Simon flails his arms, flustered by Chana’s allegations. “She’s lying all the way!” He denies having mistresses and recalls their past differently.

“The only time I told her to put on my socks was when I got a stroke and I was paralyzed on one side,” said Simon, a heavyset man with a long gray beard who wears glasses and a black yarmulke. “Who should put on my socks and shoes? Should I call a maid?”

He said that in 2005, he told his wife about the bankruptcy and that he no longer could afford the lavish life she was accustomed to, which included a Lincoln, Lexus and Cadillac, as well as plastic surgery on her face and breasts, and 300 pairs of shoes. Chana denies having plastic surgery and says she does not own that many pairs of shoes.

“He makes up these stories,” she said, “these horrible lies about me.”

“He wants to remind everybody of Imelda Marcos,” her sister added. “He wants to make her look bad.”

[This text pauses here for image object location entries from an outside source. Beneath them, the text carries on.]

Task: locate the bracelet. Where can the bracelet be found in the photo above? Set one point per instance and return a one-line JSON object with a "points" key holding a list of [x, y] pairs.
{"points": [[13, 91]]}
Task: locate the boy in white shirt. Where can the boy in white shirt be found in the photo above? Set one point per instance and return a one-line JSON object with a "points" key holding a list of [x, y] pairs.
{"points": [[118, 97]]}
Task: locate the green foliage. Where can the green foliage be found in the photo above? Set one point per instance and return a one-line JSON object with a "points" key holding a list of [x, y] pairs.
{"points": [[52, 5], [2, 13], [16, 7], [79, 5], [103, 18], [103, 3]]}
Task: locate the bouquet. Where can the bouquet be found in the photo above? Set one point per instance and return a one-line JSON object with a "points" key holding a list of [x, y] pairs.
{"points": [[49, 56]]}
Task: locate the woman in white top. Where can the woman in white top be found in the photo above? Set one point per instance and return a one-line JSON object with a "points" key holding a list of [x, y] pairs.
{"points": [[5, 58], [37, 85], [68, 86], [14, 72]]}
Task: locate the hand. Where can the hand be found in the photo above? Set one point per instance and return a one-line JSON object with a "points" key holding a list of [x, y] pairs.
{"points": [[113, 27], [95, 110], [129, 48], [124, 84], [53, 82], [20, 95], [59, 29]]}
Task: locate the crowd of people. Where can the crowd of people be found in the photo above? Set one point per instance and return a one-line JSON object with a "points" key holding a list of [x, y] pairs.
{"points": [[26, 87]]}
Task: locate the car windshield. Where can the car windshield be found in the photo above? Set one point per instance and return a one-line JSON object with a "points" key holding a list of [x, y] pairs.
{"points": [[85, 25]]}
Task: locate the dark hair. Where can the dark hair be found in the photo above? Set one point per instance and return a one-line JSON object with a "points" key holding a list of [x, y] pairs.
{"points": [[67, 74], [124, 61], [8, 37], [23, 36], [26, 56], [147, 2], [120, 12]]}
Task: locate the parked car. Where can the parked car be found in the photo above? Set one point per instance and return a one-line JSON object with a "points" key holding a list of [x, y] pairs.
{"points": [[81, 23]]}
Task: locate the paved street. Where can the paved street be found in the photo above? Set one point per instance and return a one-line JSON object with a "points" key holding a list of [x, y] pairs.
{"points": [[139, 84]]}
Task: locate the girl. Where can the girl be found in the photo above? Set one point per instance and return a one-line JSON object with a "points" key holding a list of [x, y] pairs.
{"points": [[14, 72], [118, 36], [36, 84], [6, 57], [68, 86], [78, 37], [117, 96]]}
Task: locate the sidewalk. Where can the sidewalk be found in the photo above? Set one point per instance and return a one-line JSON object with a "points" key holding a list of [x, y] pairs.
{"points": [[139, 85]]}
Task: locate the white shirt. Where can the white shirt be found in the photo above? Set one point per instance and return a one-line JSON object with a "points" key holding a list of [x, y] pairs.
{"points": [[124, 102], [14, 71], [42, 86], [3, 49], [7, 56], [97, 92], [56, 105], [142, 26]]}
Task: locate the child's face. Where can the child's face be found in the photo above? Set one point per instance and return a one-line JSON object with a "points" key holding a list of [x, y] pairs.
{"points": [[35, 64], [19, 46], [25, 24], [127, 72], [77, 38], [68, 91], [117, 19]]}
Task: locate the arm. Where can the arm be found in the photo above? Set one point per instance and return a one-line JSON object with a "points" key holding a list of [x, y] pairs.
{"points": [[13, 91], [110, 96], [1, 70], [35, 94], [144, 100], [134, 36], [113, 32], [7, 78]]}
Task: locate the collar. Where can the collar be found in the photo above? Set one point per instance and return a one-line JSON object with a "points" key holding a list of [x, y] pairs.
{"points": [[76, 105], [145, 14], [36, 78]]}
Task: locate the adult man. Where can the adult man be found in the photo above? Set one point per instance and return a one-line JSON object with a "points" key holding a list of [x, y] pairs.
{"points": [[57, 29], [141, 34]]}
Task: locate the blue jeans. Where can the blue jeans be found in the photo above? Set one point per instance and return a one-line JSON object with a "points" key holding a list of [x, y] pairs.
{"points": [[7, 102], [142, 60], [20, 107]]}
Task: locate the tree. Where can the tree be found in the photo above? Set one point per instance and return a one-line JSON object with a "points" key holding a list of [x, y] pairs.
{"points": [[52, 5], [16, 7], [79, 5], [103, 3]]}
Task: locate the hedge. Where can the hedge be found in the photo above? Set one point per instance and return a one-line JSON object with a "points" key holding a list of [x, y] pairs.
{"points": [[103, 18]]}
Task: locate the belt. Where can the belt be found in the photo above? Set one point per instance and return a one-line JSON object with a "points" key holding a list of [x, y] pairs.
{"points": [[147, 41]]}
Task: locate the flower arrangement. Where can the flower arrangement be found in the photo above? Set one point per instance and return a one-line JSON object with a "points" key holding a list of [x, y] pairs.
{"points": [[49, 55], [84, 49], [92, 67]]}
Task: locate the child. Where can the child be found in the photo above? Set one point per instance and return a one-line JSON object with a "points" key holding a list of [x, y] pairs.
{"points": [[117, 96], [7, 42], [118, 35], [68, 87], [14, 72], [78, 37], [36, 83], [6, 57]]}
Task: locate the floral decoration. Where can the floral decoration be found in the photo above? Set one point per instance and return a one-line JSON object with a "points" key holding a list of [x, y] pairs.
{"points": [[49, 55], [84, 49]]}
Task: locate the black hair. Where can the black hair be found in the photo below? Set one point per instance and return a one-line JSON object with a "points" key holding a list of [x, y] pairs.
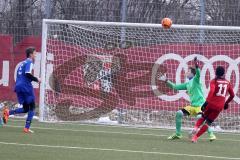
{"points": [[193, 70], [29, 51], [220, 71]]}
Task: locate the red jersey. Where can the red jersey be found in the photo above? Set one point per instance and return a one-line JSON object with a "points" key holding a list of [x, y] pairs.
{"points": [[219, 89]]}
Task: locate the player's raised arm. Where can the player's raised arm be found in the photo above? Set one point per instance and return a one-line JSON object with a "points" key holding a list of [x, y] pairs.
{"points": [[230, 98], [197, 69]]}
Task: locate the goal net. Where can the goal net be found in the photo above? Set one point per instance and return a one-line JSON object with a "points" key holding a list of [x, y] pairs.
{"points": [[105, 72]]}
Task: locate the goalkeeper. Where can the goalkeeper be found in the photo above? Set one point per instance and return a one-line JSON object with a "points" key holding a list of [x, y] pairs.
{"points": [[195, 92]]}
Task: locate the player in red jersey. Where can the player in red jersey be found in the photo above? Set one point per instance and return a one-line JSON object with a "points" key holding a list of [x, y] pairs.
{"points": [[215, 103]]}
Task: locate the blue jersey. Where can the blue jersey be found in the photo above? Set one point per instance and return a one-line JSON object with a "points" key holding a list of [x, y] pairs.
{"points": [[23, 83]]}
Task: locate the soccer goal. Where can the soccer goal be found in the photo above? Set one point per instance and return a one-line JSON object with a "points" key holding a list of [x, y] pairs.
{"points": [[107, 72]]}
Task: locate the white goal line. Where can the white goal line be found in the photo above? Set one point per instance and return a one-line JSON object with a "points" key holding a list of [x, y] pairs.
{"points": [[145, 25]]}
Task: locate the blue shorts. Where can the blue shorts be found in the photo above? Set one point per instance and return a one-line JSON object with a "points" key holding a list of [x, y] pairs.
{"points": [[25, 97]]}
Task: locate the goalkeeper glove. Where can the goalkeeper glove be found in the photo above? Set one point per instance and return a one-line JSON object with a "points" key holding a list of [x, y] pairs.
{"points": [[163, 77], [226, 106], [196, 63], [204, 106]]}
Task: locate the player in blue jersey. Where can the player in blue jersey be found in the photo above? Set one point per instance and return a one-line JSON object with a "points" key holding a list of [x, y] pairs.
{"points": [[24, 90]]}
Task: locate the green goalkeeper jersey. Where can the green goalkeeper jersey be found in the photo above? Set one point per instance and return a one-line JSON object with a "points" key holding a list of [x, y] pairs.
{"points": [[194, 89]]}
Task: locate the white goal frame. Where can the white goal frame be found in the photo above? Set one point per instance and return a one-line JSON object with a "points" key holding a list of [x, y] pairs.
{"points": [[45, 23]]}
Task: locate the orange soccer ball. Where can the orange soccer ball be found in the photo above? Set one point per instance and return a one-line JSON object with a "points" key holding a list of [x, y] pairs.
{"points": [[166, 23]]}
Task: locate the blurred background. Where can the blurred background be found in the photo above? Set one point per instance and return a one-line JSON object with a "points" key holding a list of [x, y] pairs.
{"points": [[20, 18]]}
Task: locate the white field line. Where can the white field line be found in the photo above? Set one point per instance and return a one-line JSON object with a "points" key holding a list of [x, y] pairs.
{"points": [[108, 132], [119, 126], [118, 150]]}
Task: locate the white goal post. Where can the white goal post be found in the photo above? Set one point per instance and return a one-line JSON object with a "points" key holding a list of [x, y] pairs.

Chana admitted Simon paid for her Lexus but said he bought himself a bigger, better one with tinted windows. She said her husband knew she had a fear of driving small cars, but “he forced me to drive it because it’s cheaper.”

Chana Taub stands on the entrance staircase where a court-ordered wall now separates her from her ex-husband.

Simon says he suffers from health and financial problems, and he does not believe his wife deserves the house, which he says he can sell for $1 million. He claims she filed for divorce because his company went bankrupt. Now he relies on income from real estate investments.

“It’s my house, all my life,” Simon said. “To take a person and throw them out in the middle of the night because I am a sugar daddy, this is not comfortable.”

Chana said she never cared about his money.

“We were married 21 years and have four children together,” Chana said. “I don’t think the definition of that is a sugar daddy. He’s not a sugar daddy; he’s a bitter daddy.”

Children in the middle

Three of the couple’s children, ages 18, 19 and 20, stay in Chana’s half of the home. Chana is demanding child support for them. Their 16-year-old son moved into Simon’s two-bedroom apartment down the block.

Chana says Simon’s half also includes the downstairs area with controls for the electricity and heat. She complains that when she feels cold there is no way for her to adjust the heat. Temperatures outside recently dropped to 9 degrees. Simon turned off the heat, Chana says, and left her shivering in bed under three blankets.

“She has the thermostat and the boiler on her side, how can I control? That’s a lie,” he said, opening all of his closets and doors. “You want to start looking with me? Find the boiler. I will go with you.”

Chana says the judge does not understand her misery. Anyone who supports the idea of the wall “should each have their worst enemy living with them under the same roof,” she said. “I can’t sleep at night.”

Simon says he’s not going anywhere. He plans to build a kitchen.

“My side,” he said, “it’s OK to stay there forever.”